After reading Somebody to Love, the biography of Freddie Mercury which was heavily intertwined with the history of AIDS, I looked further into the history of the disease, and And the Band Played on by Randy Shilts came up repeatedly. It is a very engaging read, having dated little since its publication over thirty years ago. Gaeten Dugas’s status as archvillan of the scourge has since been tempered somewhat (rather than being the so-called Patient Zero, he’s been downgraded to a kind of Typhoid Gaeten, albeit a more malicious one that the original Typhoid Mary) and Ronald Reagan has been elevated in his legacy as a neo-conservative who did a lot of harm and little good, but beyond that, the writing feels as relevant today as it would have been in the mid-eighties.
Shilts, himself a gay man who was diagnosed with the virus shortly after finishing the book, tracks the early cases of this mysterious wasting disease from the Belgium Congo to impoverished islands nations such as Haiti and eventually to America, then the rest of the world. He talks about isolated incidents of what, in hindsight, were probably the virus but died out due to a particular village’s isolation from the world; knowing what we know now (and even what was known in the mid-eighties) this is a foreshadowing, even more so, reading it in 2017. How many diseases have in the past simply died out because geographical isolation contained them? With modern travel obliterating most of those isolations, what epidemics might we look forward to in the future?
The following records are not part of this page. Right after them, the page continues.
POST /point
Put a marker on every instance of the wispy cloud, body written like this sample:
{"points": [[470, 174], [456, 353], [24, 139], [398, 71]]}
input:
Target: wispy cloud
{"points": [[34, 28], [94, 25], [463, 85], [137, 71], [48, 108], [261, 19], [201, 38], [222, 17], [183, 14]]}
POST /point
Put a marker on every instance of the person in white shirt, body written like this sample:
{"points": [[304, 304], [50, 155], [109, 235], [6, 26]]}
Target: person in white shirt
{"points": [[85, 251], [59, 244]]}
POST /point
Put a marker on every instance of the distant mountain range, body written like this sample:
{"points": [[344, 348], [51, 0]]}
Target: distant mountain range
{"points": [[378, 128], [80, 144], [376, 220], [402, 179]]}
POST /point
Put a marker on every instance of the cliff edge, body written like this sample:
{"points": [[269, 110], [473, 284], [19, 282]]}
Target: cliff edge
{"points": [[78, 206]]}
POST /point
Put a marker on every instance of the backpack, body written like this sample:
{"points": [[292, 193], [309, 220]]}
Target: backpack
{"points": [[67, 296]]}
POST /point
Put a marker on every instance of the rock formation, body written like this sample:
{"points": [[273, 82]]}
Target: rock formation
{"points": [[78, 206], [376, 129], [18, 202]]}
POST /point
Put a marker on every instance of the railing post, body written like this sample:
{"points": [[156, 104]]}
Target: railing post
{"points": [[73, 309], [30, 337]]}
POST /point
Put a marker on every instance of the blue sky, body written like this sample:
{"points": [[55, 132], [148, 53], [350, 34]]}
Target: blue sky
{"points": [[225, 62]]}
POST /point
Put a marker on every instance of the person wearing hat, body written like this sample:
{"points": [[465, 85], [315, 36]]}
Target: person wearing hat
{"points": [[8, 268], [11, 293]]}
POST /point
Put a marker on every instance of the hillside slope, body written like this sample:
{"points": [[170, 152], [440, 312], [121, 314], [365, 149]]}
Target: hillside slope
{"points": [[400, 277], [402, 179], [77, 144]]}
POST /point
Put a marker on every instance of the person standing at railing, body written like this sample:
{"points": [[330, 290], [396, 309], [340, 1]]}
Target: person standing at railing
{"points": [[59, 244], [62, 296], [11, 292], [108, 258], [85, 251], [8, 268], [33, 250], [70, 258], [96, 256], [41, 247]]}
Shilts was deeply damning of Reagan and the conservative politics he represented; Reagan’s refusal to recognise the severity of the disease as anything but the gay community’s problem (some almost gleeful at the thought that said community might wipe itself out with the disease) allowed the disease to get a foothold in the first world, and by the time it had started affecting the ‘respectable’ members of the community, it was too far gone. Shilts recalls how swiftly the government responded to the Legionnaire’s Disease and poisoned Tylenol scares, both of which infected and killed far fewer (and this was by the numbers of the time, when the AIDS death count was in the tens of thousands) but affected desirable members of the community – the wealthy, the respectable and children – so were dealt with in a swift and effective manner, namely with a lot of public government support and money. This goes back to AIDS being seen as a problem of the undesirable members of the community, so it was left to fester, until it was affecting more ‘desirable’ members, by which point it was too late.
He was also damning of the blood banks, who thought it would be too expensive to screen for the disease, and actively campaigned to have references to the disease being blood-borne removed from public consumption, which meant people remained ignorant for much longer than they ought to have been about the sexually transmitted nature of the disease.
Shilts’s last main villianous group is the gay community, who collectively refused to acknowledge the sexually transmitted nature of the disease and promote safe sexual practices. From a 2017, it is heartbreaking to read, over and over again, the attitudes of ‘they’re just trying to stop me having fun’ which allowed the disease to spread. Shilts singles out Gaeten Dugas to reflect this attitude and the tragic consequences of it, although later journalistic evidence has since conceded that not only was Dugas not the one who brought the disease into the US, but his remarkable memory when it came to his lovers is what allowed early doctors and scientists to create some of the earliest databases of patients. (Dugas’s refusal to believe he was sick, and later on his malicious infecting of others, hardly makes the man a saint, he’s just not guilty of all he was accused of.)
I found this book to be engaging, heartbreaking and infuriating – all in a good way. There has been little covered since that isn’t covered in this book, which may in itself be pretty damning, but makes it hold up well as a definitive authority on such as devastating disease and the medical and social reasons behind it.